Abusievelijk waren de artikelen 4 en 5, alsmede het vierde en vijfde lid van artikel 6 van de Landbouwkwaliteitsregeling 2007 per 1 januari 2013 vervallen. Bij regeling van 14 februari 2013 is dit hersteld. Vanwege dit herstel vervallen de betreffende artikelen niet meer automatisch bij het inwerkingtreden van artikel 2.6 onderdeel a van het Besluit dierlijke producten en de artikelen 2.5 en 2.6 van het Besluit diervoeders. Nu de vervangende bepalingen betreffende de biologische productie per 1 juli 2014 in werking treden, dienen deze bepalingen in de Landbouwkwaliteitsregeling 2007 alsnog te vervallen. Vanwege het vervallen van artikel 4 kan ook Bijlage I van de Landbouwkwaliteitsregeling 2007 vervallen.

Artikel II, onderdeel A

Bij regeling van de Staatssecretaris van Economische Zaken van 12 mei 2014, nr. WJZ/14073558, is de Landbouwkwaliteitsregeling 2007 gewijzigd en wordt het tijdelijk toegestaan runderen aan te binden in bedrijven met maximaal vijftig runderen. Dit geldt tot en met 31 december 2015. Vanaf 1 januari 2016 is het aanbinden van runderen weer uitsluitend toegestaan in bedrijven met ten hoogste 10 runderen. Dezelfde wijziging wordt doorgevoerd in artikel 2.16, eerste lid, van de Regeling dierlijke producten, die artikel 7b van de Landbouwkwaliteitsregeling 2007 per 1 juli 2014 zal vervangen.
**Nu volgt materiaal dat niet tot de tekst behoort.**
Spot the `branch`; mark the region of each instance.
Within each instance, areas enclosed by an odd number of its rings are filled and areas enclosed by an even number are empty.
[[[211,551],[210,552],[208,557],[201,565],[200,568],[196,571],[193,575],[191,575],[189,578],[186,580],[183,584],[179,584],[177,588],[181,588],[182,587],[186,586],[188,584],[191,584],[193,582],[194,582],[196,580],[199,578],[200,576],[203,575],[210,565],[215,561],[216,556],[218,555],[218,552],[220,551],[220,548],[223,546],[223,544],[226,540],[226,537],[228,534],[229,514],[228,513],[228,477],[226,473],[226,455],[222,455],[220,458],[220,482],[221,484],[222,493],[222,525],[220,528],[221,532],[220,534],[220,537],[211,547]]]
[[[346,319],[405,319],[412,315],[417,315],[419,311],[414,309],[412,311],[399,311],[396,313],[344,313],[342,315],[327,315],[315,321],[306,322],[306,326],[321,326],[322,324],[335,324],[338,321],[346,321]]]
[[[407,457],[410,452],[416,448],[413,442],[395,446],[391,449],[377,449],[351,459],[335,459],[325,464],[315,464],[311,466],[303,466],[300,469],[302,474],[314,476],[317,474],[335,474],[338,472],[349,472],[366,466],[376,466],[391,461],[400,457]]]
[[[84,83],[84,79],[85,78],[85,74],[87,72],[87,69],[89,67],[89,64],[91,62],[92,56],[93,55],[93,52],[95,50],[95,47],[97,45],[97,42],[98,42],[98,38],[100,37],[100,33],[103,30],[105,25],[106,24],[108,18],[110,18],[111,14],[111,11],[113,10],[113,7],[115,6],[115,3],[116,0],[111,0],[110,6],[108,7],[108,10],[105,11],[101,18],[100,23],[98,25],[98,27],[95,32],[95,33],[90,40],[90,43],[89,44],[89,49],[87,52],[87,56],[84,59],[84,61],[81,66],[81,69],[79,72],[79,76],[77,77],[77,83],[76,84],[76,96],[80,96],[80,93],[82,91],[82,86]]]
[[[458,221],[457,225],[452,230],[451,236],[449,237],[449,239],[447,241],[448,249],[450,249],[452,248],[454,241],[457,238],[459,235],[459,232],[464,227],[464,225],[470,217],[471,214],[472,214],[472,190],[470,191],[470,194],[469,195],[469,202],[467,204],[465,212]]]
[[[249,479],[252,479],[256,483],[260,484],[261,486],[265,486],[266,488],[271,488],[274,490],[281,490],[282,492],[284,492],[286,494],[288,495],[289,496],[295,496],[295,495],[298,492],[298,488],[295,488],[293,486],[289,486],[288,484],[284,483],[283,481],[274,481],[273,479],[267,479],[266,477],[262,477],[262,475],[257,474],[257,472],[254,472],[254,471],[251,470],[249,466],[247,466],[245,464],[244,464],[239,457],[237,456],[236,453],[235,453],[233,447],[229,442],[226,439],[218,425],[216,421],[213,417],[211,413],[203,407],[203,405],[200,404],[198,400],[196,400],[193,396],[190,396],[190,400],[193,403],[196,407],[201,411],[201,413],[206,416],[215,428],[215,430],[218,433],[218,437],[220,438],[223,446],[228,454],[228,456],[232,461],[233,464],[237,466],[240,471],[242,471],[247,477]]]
In artikel 8 van de Landbouwkwaliteitsregeling 2007 wordt het tijdens de drie maanden die voorafgaan aan Pasen toegestaan eieren te kleuren met gebruikmaking van natuurlijke kleurstoffen en lakmiddelen. Wanneer de vervangende bepalingen betreffende de biologische productie per 1 juli 2014 in werking treden, wordt deze norm opgenomen in artikel 2.16, tweede lid, van de Regeling dierlijke producten. Deze uitzonderingsmogelijkheid wordt geboden door artikel 27, vierde lid, van verordening 889/2008. In deze verordening is echter bepaald dat voor het kleuren van de eieren gebruik mag worden gemaakt van natuurlijke kleurstoffen en natuurlijke bedekkingsstoffen. Artikel 2.16, tweede lid, van de Regeling dierlijke producten wordt met dit artikel uit de verordening 889/2008 in overeenstemming gebracht.